“Это, простите за выражение, в профессиональном смысле — чушь собачья. Я не знаю, что такое „литературный истеблишмент” — нет такого эстетического понятия. Я не знаю, что такое „существующие правила литературной игры” — разве что штамп плохой окололитературной журналистики. Я не понимаю, что такое „хороший литературный вкус”, — я знаком с несколькими вариантами „теории стилей”, а „вкус” — это из области светского трепа о литературе...” — откликается на рассуждения Трофименкова Александр Агеев (“Время MN”, 2002, № 100, 15 июня).

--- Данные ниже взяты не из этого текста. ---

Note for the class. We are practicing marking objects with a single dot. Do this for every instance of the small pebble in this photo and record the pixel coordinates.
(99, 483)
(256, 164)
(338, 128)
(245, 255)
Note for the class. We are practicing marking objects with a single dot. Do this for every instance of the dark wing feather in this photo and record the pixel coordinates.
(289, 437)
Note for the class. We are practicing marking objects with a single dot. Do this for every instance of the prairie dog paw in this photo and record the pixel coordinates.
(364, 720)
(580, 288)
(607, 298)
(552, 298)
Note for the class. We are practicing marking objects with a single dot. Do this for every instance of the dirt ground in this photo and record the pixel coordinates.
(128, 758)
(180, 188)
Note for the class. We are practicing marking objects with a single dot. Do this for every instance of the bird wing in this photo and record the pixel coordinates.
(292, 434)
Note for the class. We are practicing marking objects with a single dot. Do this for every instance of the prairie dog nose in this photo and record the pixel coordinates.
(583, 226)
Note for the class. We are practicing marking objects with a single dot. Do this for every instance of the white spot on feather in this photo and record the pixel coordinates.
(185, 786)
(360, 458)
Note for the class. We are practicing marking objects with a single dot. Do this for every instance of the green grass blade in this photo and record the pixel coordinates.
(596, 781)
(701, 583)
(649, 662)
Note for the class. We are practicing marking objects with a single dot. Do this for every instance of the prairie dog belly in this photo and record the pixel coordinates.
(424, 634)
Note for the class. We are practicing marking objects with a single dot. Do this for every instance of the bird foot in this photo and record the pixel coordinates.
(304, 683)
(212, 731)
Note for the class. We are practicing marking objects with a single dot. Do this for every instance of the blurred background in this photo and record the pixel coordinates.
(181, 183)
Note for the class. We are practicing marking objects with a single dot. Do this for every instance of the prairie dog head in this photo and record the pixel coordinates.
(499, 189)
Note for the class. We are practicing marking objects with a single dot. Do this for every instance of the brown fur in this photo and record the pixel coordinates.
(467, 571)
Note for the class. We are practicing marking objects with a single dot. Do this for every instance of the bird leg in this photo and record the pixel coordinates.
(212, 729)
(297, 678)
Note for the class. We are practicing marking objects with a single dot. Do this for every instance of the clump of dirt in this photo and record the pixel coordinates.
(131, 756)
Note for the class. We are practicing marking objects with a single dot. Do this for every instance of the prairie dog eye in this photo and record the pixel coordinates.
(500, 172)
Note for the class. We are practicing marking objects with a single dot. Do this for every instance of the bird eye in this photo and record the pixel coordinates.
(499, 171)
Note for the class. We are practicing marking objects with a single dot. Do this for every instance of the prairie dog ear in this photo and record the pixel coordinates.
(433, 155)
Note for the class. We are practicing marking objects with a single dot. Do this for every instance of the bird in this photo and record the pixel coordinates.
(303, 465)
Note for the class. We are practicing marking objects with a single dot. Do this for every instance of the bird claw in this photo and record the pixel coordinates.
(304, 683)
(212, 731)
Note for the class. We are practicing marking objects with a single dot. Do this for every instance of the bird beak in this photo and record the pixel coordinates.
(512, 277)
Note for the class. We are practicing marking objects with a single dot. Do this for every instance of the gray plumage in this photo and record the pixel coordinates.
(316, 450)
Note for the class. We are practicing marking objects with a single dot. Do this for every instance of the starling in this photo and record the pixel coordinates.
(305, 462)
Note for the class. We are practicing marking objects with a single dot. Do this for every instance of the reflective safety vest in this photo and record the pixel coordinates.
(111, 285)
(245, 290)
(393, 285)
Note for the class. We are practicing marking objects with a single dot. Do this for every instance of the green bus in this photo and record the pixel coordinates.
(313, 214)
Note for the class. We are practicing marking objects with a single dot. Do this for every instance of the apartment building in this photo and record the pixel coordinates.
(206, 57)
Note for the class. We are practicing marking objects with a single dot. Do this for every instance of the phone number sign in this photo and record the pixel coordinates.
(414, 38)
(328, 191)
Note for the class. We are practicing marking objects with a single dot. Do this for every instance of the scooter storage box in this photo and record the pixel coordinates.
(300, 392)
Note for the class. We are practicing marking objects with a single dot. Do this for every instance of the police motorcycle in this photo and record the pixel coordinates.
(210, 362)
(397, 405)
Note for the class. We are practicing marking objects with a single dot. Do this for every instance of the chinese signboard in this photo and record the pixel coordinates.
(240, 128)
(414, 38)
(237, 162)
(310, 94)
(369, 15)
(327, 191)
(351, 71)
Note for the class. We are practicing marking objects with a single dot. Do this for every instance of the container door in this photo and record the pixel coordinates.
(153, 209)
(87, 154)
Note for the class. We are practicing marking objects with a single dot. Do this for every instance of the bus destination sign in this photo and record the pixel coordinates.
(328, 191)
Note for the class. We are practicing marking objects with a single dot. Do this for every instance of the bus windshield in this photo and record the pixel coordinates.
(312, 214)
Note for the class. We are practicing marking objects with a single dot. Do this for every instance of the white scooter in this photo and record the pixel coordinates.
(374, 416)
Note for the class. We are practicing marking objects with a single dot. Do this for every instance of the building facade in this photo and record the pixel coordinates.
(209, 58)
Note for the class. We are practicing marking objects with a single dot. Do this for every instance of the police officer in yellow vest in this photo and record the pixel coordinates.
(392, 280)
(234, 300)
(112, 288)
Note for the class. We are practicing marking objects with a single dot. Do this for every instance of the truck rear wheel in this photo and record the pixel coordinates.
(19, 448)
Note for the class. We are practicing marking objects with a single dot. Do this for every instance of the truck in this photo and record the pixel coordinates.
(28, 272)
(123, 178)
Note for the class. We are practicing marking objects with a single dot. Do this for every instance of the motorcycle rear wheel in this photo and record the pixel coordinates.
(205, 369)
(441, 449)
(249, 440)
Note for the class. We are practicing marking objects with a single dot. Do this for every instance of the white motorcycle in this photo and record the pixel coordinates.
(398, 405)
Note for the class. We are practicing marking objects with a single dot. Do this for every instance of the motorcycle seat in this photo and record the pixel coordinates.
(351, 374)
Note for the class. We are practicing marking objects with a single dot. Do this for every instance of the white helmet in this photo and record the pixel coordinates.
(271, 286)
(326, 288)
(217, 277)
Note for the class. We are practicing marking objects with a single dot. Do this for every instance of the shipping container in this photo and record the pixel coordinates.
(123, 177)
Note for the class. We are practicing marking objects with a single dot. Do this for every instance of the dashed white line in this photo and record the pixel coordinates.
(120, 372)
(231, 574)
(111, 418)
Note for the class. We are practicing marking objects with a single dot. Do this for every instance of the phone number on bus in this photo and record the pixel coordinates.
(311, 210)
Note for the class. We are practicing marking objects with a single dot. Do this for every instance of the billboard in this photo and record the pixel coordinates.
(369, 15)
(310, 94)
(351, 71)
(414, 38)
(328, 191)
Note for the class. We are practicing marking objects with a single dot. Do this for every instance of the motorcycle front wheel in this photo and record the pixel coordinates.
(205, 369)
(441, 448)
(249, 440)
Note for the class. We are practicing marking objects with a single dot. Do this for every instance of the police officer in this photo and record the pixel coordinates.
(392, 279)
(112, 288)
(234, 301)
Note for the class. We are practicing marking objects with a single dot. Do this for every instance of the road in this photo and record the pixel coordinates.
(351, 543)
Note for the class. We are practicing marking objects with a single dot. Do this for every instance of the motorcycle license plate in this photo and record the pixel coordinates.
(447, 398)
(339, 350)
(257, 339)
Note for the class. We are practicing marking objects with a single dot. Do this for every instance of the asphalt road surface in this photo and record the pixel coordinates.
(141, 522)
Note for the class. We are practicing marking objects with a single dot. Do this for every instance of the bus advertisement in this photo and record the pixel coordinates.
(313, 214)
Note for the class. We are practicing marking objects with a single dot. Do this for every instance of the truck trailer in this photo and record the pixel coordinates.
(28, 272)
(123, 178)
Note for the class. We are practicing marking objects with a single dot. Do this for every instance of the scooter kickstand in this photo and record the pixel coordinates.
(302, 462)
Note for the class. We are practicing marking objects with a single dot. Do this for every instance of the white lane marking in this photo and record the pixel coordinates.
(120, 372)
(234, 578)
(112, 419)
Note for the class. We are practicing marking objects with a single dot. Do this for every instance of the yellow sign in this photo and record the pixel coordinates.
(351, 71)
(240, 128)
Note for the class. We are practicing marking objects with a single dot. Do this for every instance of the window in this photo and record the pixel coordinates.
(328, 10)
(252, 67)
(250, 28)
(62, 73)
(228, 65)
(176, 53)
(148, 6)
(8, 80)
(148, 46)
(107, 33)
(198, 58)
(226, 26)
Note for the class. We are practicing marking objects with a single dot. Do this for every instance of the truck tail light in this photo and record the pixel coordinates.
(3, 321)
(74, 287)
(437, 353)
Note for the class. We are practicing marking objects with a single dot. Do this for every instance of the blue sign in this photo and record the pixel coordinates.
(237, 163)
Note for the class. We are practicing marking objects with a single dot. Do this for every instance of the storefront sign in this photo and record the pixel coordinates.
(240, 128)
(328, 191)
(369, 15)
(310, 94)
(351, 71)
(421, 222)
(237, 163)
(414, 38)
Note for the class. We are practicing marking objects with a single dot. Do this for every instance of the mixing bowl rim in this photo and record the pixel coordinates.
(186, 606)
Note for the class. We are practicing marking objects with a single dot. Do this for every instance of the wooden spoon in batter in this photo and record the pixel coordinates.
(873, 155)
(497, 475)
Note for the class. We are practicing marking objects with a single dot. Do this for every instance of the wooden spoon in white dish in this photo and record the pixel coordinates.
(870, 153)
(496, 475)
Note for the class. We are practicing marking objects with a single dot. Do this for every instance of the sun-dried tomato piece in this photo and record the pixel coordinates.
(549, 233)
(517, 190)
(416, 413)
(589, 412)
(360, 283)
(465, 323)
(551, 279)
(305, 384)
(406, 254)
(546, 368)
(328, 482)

“Казус с поэтом-лауреатом [Прохановым] просто высветил непримиримое различие между двумя пониманиями культуры. С одной стороны, есть обывательское (немзеро-агеевское тож) понимание, редкостным образом совпадающее с этимологическим смыслом слова культура, — от colo, colui, cultum — „возделывать, благоустраивать”. Агрикола, он же земледелец, возделывая землю, засевает ее добрыми злаками, а вредные злаки в меру своих сил не допускает до произрастания. Так он реализует различие между природой и культурой. Культурный же человек потому и культурен, что овладел искусством хотя бы частичного покорения в себе скотских начал, то есть воздерживается от многих природных позывов. Культура — это система табу <...> Для богемы и ориентирующейся на нее публики культура есть процесс снятия запретов. Творчество как беспрестанное растабуирование, как последовательное, одно за другим отключение защитных механизмов. <...> Доколе богема более или менее надежно заперта в мансарде и “Бродячей собаке”, экспериментаторский зуд носит замкнуто-локальный характер и до поры до времени общественно безопасен, принося вред лишь самим экспериментаторам. Но поскольку в мансарде скучно, да и кубатура недостаточна, рано или поздно происходит попытка прорыва вовне”, — пишет Максим Соколов (“Бессмысленная и беспощадная” — “Русский Журнал” <http://www.russ.ru/krug> ).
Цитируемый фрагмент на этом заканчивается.